The museum begins with the entrapment and transport of Africans to America. It begins just at the entrance at a small, hidden staircase where you are taken to one of the most poignant exhibits of all time depicting the “middle passage,” the middle part of a cargo ship’s journey between Europe, Africa, and the Americas where captured people were taken from Africa and shipped into lives of enslavement. Taking special care to read the historical notes accompanying each scene and recognizing the artistic depiction of the wax models’ expressions will enhance your experience. Back upstairs, there are other exhibits featuring historic events and tributes to historic figures leading up to the present. Depiction of the early days of American slavery continues in another part of the museum.

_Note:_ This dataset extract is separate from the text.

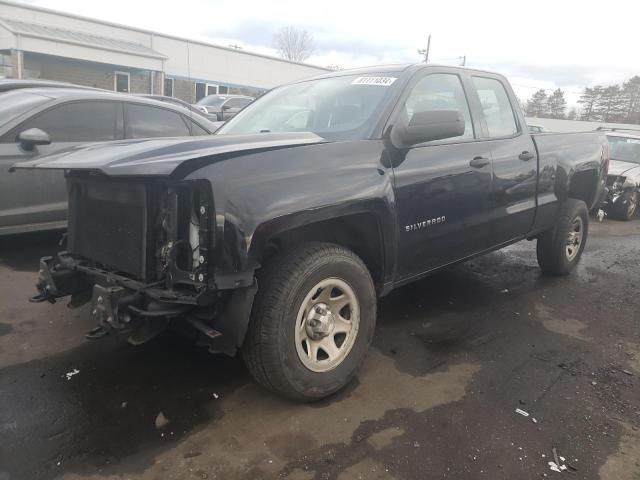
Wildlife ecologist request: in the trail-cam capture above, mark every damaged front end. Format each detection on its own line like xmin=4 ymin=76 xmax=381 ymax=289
xmin=32 ymin=173 xmax=255 ymax=355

Throughout the Great Blacks in Wax, visitors are given reason to pause. Even contemporary history plays an important role in the museum. Accounts of both the dark but honest plague of substance abuse that riddles many of today’s communities and the landmark election of President Barack Obama sit only a small distance apart.

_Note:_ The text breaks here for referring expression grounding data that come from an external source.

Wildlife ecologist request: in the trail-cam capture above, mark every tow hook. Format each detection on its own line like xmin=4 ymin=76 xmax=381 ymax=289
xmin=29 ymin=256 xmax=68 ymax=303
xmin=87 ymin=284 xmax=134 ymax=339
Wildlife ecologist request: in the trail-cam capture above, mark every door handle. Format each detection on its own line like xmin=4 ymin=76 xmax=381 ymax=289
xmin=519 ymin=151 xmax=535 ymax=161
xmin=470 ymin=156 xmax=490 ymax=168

At first glance, the Great Blacks in Wax Museum serves its purpose as an institution for remembering and helping Americans never to forget the plight of African Americans in the United States. It honors a vast handful of the African Americans throughout history who have helped the United States become the beacon of freedom and opportunity that it is today, however arduous that endeavor was to begin (for the end is not here).

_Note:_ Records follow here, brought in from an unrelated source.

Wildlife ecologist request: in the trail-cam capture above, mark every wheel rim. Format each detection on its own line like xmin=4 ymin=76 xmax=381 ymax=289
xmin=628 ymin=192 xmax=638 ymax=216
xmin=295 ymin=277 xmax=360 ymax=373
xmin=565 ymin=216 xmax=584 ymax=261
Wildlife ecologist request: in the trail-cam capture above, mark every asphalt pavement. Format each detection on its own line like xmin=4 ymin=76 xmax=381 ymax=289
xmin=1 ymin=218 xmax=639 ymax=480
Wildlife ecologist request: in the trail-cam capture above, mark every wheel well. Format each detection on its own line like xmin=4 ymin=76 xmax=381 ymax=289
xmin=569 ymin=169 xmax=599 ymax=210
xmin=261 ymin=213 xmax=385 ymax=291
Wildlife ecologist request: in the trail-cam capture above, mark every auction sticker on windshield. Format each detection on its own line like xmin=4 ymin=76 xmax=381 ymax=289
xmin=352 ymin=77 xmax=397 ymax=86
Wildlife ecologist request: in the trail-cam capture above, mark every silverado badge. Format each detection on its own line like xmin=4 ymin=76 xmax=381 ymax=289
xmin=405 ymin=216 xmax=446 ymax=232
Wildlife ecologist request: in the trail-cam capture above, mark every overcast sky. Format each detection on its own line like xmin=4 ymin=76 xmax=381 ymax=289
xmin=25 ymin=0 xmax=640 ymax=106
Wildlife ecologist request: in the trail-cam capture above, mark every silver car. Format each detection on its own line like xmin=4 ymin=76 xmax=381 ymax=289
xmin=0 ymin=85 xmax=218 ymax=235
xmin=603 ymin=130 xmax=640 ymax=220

In addition to being a record of history, the Great Blacks in Wax Museum is also a starting place. Its exhibits spark curiosity among African Americans and non-African Americans alike. The museum is a safe and comfortable beginning to one of the hottest and most subversive topics in American conversation. It is said that race as Americans know it is a completely American phenomenon. When some foreign visitors come to United States, they are fascinated by this American obsession. Treating foreign guests to a trip to the Great Blacks in Museum is an excellent way to address their curiosity and remove the tension that often surrounds broaching the subject.
The Great Blacks in Wax Museum is appropriate fare for visiting any time of the year. It outlines not only African-American history, but also, most importantly, the history of the entire nation. It is one of the best, most carefully curated museums in Baltimore.